Lamentavelmente,segundo vários cientistas, inauguramos uma nova era geológica, o Antropoceno. De homicidas, etnocidas e ecocidas nos fizemos biocidas pois somos os que mais ameaçam e destroem a vida da natureza. Sabemos pelas ciências da vida e da Terra que todos os anos desaparecem naturalmente ou pela agressão humana centenas de espécies, depois de terem vivido milhões de anos sobre o planeta.

A extinção de espécies pertence à evolução da própria Terra que conheceu pelo menos seis grandes misteriosas extinções em massa. Notórias são as do Devoniano há 370-360 milhões de anos que varreu do mapa 70-80% de todas as espécies e aquela do Permiano, de há 250 milhões de anos, também chama de “A Grande Morte” na qual 95% dos organismos vivos foram extintos.

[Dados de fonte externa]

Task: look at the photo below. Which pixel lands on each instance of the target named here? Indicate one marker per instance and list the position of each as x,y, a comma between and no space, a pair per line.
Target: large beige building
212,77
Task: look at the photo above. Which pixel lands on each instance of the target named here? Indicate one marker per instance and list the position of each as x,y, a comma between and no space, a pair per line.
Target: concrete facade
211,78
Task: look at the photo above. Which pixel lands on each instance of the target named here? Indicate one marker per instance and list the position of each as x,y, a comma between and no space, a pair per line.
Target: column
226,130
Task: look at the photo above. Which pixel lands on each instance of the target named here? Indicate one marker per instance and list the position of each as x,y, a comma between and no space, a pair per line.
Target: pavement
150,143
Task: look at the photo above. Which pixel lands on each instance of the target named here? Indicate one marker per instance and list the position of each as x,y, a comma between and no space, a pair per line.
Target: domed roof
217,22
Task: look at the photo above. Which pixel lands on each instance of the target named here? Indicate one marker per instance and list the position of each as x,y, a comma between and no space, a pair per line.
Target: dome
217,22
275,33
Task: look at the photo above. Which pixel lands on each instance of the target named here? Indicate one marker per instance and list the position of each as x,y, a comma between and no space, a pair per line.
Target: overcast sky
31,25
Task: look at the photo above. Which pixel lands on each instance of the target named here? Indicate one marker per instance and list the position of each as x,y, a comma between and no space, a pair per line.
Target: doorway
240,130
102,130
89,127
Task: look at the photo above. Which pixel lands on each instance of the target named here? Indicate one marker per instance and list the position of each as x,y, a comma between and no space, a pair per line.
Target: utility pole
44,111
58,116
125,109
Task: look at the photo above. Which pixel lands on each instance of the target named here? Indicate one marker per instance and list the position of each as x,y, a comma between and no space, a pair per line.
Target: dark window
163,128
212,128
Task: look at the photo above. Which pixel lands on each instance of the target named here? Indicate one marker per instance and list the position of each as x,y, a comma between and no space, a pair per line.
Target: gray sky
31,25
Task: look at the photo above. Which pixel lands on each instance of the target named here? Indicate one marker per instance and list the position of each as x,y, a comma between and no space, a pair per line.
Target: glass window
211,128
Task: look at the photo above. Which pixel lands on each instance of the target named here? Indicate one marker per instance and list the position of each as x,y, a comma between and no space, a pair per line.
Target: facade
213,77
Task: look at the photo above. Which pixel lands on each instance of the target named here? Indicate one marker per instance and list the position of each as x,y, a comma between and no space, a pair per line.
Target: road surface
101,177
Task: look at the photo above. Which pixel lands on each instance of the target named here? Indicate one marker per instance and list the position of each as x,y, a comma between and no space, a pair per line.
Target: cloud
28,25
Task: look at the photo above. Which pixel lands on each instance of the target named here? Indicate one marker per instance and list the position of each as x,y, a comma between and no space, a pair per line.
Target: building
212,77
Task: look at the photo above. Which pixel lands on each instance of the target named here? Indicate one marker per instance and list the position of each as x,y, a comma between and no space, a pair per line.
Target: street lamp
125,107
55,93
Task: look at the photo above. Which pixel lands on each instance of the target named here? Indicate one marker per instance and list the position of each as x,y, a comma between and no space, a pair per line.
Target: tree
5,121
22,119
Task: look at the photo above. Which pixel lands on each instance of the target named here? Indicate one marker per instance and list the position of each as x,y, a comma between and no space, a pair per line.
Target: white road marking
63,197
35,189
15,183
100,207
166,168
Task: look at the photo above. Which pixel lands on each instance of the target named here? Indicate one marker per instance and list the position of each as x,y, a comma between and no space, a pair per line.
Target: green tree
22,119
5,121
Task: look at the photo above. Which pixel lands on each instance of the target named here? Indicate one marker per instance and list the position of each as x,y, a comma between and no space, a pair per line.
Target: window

A última, a sexta, está ocorrendo a nossos olhos sob o Antropoceno no qual nós humanos, segundo o grande biólogo falecido E. O. Wilson extinguimos entre 70-100 mil espécies de organismos vivos.

O fato é que a superpopulação humana tocou nos limites da Terra. Conheceríamos também nós o mesmo destino das bactérias dentro da Placa de Petri, que alcançado um ponto alto de superpopulação, de repente, acabam morrendo?

Pergunta-se, será que no processo evolucionário não chegou a nossa vez de desaparecer da face da Terra? A hipótese de que o planeta habitado de forma tão acelerada por tantos bilhões de humanos e se ter tornado, efetivamente, uma Placa de Petri ganha todo o sentido.

Somente que desta vez a extinção não seria por um processo natural, mesmo que misterioso, mas pela própria ação humana. Nossa civilização industrialista e sem coração, no afã de poder e de dominação, criou algo absolutamente irracional: o princípio de autodestruição por vários tipos de armas letais de toda a vida também da nossa.

Já temos feito o pior: quando o Filho de Deus se incarnou em nossa carne quente e mortal, nós o rejeitamos, o condenamos por um duplo juízo, um religioso e outro político e o assassinamos, pregando-o na cruz fora da cidade, como sinal de maldição.

Depois desse ato nefasto e ominoso, tudo é possível até a nossa própria autodestruição. Exterminar a nós mesmos é menos grave que matar o próprio Filho de Deus que passou por este mundo somente fazendo o bem. “Veio para o que era seu e os seus não o receberam” constata com infinita tristeza o evangelista João (Jo 1,11).

Mas consolemo-nos: ele ressuscitou, mostrou-se como o “o ser novo” (novissimus Adam: 2Cor 15,45), já livre de ter que morrer e na plenitude de sua humanidade. Seria uma revolução na evolução e a amostragem antecipada do fim bom de toda a vida.

Para os professantes da fé, cremos e esperamos que o Spiritus Creator, ainda possa iluminar as mentes humanas para que se conscientizem do risco de desaparecer e acabem voltando à racionalidade cordial, sabendo recuar e definindo um caminho de amorosidade, de piedade e de compaixão para com todos os seus semelhantes, para coma natureza e para com Mãe Terra. E então teríamos ainda futuro. Assim o queremos e o queira também o Criador.

*Leonardo Boff é ecoteólogo, filósofo e escritor. Autor, entre outros livros, de Cuidar da Casa Comum: pistas para protelar o fim do mundo (Vozes).